Ainsi, selon ce bulletin, la riposte est en cours contre la recrudescence des cas de rougeole déclarés dans certaines aires de santé des régions de Mopti, Gao et Kidal. Dans le district sanitaire de Ménaka, 6 cas avaient été enregistrés entre décembre 2015 et janvier 2016 tandis que 15 cas suspects ont été notifiés au début de ce mois de février. Ce rapport indique que, l’ONG Médecin du Monde, qui est le seul acteur humanitaire intervenant actuellement dans le secteur de la santé à Ménaka a déjà vacciné environ 1000 enfants de 9 mois à 14 ans. En outre, des doses additionnelles vont être acheminées vers Ménaka afin de vacciner 50 000 enfants supplémentaires. Dans la région de Mopti, 5 cas ont été enregistrés dans le district sanitaire de Ténenkou au mois de décembre. Une campagne de vaccination a été menée dans l’aire de santé touchée à Dioura ainsi que dans 3 autres à Diguicire, Malimana et Kita couvrant plus de 34 000 enfants de 6 mois à 14 ans.  Dans la région de Kidal, les ONG sur le terrain ont enregistré 9 cas dans le district sanitaire d’Abeybara et 20 cas dans le district sanitaire de Tinessako.  En matière de réponse à cette épidémie, on table sur la sensibilisation de la population sur les mesures préventives.

 

L’insécurité affecte plus d’écoles au centre du pays

Il faut souligner que le taux de fermeture d’école est préoccupant dans les centres d’animation pédagogique de Ténenkou et Djenné. Et que le nombre d’écoles fermées en lien avec l’insécurité dans le centre du pays comme dans les régions de Mopti et Ségou a augmenté ces derniers mois. Le taux de fermeture d’école est particulièrement préoccupant dans les centres d’animation pédagogique de Ténenkou avec 71 écoles fermées sur un total de 93 et Djenné 22 écoles fermées sur un total de 100. Les deux cercles ont été régulièrement touchés par des menaces ou des attaques d’individus armés.
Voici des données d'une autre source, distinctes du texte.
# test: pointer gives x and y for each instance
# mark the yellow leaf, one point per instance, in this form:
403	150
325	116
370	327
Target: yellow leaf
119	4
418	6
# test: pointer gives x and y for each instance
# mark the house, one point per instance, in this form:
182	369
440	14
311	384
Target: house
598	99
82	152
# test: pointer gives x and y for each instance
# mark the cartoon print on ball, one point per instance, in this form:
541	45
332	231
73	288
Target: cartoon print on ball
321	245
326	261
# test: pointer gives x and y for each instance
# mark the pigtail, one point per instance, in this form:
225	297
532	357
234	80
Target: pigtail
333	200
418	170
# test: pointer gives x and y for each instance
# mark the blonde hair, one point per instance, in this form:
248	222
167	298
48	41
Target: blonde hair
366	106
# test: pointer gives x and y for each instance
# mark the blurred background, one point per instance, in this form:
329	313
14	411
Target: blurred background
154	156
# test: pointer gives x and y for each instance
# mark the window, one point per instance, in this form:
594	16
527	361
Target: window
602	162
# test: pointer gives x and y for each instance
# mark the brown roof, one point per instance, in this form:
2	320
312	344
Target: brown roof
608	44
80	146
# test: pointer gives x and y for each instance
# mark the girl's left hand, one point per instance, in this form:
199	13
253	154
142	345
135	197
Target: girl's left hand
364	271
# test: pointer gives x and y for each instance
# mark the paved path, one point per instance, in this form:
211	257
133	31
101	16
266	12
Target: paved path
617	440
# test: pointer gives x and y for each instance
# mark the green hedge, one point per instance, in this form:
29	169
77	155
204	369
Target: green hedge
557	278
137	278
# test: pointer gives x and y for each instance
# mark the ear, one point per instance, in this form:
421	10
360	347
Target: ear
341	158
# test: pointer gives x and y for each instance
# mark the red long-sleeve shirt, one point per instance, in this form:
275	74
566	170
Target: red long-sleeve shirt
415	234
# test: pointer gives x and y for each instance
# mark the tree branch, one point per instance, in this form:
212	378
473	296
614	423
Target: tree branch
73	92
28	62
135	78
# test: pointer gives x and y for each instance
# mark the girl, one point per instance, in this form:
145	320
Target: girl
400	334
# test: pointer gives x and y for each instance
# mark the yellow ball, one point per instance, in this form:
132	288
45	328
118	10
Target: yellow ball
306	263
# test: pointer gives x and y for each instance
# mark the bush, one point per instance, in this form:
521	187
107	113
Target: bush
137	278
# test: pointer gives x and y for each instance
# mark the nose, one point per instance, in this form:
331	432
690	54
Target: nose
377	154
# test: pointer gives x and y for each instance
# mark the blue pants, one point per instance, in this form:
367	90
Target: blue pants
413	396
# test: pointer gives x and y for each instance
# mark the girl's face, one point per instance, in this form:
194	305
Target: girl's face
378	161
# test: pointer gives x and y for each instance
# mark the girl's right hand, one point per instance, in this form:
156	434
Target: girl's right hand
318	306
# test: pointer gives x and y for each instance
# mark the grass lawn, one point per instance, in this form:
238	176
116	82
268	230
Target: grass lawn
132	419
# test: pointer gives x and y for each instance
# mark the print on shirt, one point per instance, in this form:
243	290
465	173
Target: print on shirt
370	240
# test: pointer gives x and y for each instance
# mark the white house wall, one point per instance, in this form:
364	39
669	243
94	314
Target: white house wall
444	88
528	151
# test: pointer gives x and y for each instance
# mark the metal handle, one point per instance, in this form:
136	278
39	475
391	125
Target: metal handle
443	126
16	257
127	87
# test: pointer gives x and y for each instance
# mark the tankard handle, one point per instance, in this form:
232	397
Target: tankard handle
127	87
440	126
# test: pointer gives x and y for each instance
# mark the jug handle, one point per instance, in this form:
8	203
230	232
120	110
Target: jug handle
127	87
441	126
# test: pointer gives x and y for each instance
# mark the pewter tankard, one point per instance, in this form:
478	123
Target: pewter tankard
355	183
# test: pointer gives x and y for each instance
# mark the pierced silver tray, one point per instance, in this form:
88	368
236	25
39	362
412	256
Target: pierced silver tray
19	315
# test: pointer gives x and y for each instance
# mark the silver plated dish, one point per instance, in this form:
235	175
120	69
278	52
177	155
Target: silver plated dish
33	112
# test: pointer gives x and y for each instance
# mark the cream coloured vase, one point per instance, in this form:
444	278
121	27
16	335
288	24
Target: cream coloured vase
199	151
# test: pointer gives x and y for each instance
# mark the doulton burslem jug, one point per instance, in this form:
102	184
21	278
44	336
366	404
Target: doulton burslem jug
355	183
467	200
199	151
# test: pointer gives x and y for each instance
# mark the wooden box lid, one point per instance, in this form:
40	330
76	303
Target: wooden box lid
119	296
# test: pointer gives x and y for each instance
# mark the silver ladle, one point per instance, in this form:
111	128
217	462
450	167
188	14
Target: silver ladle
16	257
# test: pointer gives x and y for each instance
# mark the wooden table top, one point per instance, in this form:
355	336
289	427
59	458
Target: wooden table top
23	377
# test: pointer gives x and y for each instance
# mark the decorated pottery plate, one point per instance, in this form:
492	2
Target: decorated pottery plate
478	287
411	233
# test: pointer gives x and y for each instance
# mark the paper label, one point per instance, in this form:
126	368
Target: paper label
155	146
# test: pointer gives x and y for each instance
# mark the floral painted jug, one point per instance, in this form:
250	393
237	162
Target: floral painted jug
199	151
Selon le cluster éducation d’OCHA, en plus de l’insécurité, le manque de programme de cantines scolaires ainsi que les besoins de réhabilitation des infrastructures scolaires nuisent aussi à la fréquentation des écoles dans le centre du pays.

Cependant, dans le nord, une tendance inverse est enregistrée. Les progrès en matière de réouverture des écoles se poursuivent, particulièrement dans les régions de Tombouctou et Kidal, la région de Gao a toutefois enregistré des fermetures. Pour l’ensemble des zones touchées par l’insécurité dans le nord et le centre, 284 écoles sont actuellement fermées.

Le Ministère de l’Education Nationale, la CMA et la Plateforme, ont récemment conduit des missions conjointes dans les régions de Ségou, Mopti, Tombouctou, Gao et Kidal pour évaluer la situation et encourager la réouverture des écoles. Suite à cette évaluation, un plan de réouverture des écoles a été élaboré par le Ministère et partagé avec les acteurs humanitaires au Mali.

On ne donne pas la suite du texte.